Introduction: Two Views of Humans and Machines
The victory of IBM's Deep Blue over Kasparov raises questions well beyond the shock of the occasion. In one of the formally profoundest, most entrancing and inexhaustible of human pursuits, no living person can, henceforth, be rearded as supreme. In "the last analysis," a betraying phrase, the machine will prove stronger (and stronger). I find this at once mesmerising and deeply sad. George Steiner (from Grammars of Creation (Yale University Press, 2001), pp. 297-298)
.. the posthuman does not really mean the end of humanity. It signals instead the end of a certain conception of the human, a conception that may have applied, at best, to that fraction of humanity who had the wealth, power, and leisure to conceptualize themselves as autonomous beings exercising their will through individual agency and choice. N. Katherine Hayles (from How We Became Posthuman (University of Chicago Press, 1999), p. 286)
Garry Kasparov lost to Deep Junior yesterday, and their match is now even at 1.5 games each. The reports of the event emphasize Kasparov's "very human" mistake, and even had he not "blundered" this way it seems the game would likely have ended in a draw.
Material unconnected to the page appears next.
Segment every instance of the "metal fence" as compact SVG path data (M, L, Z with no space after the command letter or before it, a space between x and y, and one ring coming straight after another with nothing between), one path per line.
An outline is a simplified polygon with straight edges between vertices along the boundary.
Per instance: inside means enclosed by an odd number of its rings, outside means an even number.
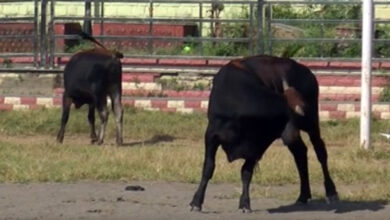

The quotations from Steiner and Hayles (above) suggest different reactions to this news, and before (finally) getting to Hayles' text perhaps we can distinguish the "human" and "posthuman" views of the Kasparov-Blue Junior event.
How Did We Become Posthuman?
We'll discuss the Prologue and first two chapters of Hayles book, led by Samantha's notes and questions.
For Next Time: Read chapters 10-11 in Hayles, the excerpt from Jean-Francois Lyotard's The Postmodern Condition, Jean Baudrillard's short essay "Disneyworld Company", and, if you have the time, Bill Joy's essay "Why the Future Doesn't Need Us".